Still, questions remain. For example, it’s unclear from the report how Upstart’s model impacts people at the intersection of certain protected groups, for example, women of color, Rubenstein said. Previous research on the use of artificial intelligence and machine learning in facial recognition has found that those algorithms perform worse on people of color, especially women of color.
“If you only tested Black versus white and men versus women you wouldn’t have known,” Rubenstein said.
Opening that “pandora’s box” of intersectionality does create challenges in terms of deciding which categories are relevant to test and what might be relevant when it comes to the law, Rubenstein said. Still, that doesn’t mean that these questions shouldn’t be investigated, he said.
“It’s fair to say that the promise of using artificial intelligence and machine learning systems is to improve equity in lending,” he said. “It should also be the case that they do have the ability to test for these cross sections.”

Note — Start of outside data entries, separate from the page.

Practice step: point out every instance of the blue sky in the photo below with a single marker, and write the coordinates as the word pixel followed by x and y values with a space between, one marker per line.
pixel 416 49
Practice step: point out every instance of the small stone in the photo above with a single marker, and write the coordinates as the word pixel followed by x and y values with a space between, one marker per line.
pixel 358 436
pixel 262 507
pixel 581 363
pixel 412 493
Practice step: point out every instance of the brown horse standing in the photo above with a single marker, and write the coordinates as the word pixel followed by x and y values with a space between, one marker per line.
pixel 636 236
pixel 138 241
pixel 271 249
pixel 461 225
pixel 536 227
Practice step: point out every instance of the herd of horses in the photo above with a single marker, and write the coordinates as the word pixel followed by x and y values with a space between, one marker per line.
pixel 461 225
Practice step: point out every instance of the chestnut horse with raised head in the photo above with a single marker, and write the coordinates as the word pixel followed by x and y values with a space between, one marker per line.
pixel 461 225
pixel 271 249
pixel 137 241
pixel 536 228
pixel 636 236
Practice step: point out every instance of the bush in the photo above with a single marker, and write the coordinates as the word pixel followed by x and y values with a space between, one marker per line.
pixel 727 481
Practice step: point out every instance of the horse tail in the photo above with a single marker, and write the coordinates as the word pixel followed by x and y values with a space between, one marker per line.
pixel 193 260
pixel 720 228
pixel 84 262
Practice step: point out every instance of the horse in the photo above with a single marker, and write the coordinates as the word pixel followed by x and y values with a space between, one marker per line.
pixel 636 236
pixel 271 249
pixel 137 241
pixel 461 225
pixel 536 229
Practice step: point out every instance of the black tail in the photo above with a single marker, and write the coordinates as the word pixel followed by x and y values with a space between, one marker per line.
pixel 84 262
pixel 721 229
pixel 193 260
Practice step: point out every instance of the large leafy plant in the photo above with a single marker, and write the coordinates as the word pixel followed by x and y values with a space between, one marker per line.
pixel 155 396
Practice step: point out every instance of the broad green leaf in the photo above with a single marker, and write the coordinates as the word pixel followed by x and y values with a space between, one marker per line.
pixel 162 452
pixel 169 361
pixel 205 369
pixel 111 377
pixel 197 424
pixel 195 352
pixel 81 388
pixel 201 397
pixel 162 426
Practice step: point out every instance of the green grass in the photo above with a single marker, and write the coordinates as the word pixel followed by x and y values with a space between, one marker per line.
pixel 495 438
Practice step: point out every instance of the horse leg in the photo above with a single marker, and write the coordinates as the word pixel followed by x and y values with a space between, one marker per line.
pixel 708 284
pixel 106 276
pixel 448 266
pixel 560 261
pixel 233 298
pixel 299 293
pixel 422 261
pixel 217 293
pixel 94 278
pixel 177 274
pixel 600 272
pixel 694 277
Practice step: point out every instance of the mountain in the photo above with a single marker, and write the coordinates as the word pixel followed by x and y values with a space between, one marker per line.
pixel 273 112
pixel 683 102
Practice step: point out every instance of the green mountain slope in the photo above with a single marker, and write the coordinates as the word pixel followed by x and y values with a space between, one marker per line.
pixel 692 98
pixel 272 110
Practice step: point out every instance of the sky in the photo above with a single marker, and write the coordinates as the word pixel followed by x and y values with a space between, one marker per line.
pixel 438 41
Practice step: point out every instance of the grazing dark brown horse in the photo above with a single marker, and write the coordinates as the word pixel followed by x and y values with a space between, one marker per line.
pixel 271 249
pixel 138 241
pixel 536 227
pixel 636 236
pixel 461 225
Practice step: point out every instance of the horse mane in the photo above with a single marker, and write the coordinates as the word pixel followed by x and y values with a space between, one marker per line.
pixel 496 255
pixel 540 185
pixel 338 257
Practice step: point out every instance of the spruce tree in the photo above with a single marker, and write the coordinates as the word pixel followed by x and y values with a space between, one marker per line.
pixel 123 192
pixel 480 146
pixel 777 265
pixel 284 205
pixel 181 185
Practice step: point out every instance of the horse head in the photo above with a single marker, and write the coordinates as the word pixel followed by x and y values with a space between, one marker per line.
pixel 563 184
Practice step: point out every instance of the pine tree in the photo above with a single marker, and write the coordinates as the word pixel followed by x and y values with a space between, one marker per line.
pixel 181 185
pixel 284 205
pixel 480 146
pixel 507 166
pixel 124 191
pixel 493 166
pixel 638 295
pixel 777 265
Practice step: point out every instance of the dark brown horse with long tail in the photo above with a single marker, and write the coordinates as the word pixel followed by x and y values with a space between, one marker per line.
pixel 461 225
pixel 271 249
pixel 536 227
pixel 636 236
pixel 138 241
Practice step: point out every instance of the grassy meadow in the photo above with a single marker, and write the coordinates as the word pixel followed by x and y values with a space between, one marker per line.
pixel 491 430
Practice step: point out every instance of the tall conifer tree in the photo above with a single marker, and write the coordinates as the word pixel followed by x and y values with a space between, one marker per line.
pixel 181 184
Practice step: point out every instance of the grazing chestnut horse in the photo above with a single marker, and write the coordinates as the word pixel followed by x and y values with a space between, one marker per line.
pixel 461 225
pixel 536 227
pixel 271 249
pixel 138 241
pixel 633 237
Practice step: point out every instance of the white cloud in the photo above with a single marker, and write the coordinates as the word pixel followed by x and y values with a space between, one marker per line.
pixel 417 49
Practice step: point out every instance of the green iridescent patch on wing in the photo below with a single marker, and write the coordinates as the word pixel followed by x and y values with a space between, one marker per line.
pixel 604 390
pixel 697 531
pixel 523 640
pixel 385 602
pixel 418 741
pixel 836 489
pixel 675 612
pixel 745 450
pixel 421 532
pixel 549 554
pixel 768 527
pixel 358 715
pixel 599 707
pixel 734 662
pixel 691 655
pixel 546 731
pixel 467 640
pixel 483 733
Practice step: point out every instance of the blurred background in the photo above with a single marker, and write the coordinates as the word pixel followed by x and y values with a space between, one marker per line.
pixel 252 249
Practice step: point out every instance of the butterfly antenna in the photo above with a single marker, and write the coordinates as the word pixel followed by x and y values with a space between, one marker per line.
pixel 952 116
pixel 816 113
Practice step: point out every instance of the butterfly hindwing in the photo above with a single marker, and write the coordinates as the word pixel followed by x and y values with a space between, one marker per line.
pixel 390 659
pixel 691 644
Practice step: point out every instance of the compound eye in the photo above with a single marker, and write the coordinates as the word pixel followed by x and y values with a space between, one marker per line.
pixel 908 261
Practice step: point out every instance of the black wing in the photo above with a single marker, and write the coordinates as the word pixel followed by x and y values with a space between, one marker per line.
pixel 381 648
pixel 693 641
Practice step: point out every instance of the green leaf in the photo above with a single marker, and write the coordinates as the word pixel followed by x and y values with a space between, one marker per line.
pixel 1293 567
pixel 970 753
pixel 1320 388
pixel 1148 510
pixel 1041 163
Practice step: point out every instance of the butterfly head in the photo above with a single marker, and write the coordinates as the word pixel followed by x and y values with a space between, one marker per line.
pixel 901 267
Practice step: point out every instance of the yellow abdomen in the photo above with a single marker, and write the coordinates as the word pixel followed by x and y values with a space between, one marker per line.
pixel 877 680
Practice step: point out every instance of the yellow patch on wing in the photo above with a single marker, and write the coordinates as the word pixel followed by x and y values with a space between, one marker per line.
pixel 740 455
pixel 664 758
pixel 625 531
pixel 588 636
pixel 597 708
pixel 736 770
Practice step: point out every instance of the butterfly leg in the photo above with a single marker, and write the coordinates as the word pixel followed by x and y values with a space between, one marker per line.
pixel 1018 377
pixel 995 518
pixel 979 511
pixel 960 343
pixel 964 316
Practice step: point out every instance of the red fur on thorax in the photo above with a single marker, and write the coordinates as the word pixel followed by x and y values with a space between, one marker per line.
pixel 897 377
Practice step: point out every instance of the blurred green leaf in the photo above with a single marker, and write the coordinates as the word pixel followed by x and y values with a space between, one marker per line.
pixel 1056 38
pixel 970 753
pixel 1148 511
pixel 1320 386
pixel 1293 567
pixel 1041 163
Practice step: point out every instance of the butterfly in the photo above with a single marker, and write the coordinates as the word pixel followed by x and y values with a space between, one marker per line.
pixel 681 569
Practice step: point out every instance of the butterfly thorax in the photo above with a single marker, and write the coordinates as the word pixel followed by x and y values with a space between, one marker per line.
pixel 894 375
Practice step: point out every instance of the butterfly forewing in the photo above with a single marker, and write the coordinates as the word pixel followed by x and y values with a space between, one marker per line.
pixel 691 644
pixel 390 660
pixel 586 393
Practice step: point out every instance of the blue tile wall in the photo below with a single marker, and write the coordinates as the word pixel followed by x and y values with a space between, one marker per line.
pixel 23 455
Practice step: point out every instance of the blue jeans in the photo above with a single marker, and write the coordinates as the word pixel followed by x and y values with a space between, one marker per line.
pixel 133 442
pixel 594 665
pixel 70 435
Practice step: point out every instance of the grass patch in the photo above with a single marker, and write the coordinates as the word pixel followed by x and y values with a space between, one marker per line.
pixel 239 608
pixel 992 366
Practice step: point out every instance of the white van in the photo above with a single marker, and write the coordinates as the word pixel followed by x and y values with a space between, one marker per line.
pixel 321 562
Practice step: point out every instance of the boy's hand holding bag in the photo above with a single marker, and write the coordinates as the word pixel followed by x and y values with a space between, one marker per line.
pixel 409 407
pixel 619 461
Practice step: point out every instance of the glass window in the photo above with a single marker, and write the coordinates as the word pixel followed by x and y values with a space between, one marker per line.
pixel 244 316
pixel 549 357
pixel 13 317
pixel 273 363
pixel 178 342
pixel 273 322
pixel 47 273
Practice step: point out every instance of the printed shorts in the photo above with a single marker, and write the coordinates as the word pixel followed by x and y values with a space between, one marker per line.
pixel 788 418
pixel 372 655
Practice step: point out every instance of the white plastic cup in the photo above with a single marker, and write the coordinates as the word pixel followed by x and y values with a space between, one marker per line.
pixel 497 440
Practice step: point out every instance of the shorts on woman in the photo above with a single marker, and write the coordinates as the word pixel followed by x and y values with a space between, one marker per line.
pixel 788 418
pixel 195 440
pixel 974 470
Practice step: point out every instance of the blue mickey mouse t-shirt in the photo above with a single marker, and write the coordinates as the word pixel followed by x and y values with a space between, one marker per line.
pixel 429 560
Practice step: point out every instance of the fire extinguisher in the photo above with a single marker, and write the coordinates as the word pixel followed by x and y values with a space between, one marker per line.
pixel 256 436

In addition, just because one company’s model is performing well now doesn’t mean it will perform well in the future, Bruckner said.
“The big issue that I worry about is that models degrade,” he said. That’s particularly concerning, Bruckner said, because in 2017, the Consumer Financial Protection Bureau granted Upstart a No-Action Letter, essentially a document indicating the agency has no present intention to bring an enforcement action against a company over a particular product or service. The agency provided Upstart with a No-Action Letter again in 2020. As part of the No Action Letter program, Upstart agreed, among other things, to test its model for adverse impacts by group and provide the agency with the results.
“Will the model continue to perform well in the future? Will other companies’ models continue to perform as the Upstart model is performing today,” Bruckner said. “Why is a private nonprofit consumer watchdog the ones who are doing this? We have a federal consumer protection agency whose job it is to do this and they said we have no present intention to bring an enforcement action.”
It appears the Biden-era Consumer Financial Protection Bureau will be looking at this issue closely. A CFPB spokesperson wrote in an email that artificial intelligence and machine learning models that use non-traditional data in underwriting “are accountable for discriminatory lending outcomes.” The spokesperson added that the agency will “use all its tools” to prevent these models “from entrenching biases in underwriting systems.”
During a Congressional hearing last month, Rohit Chopra, the recently-confirmed director of the CFPB, emphasized the need to look carefully at the way lenders’ models use alternative data to make credit decisions. “There has been a myth that algorithms can be completely neutral,” Chopra said. “In reality, many of those algorithms reinforce the biases that already exist.”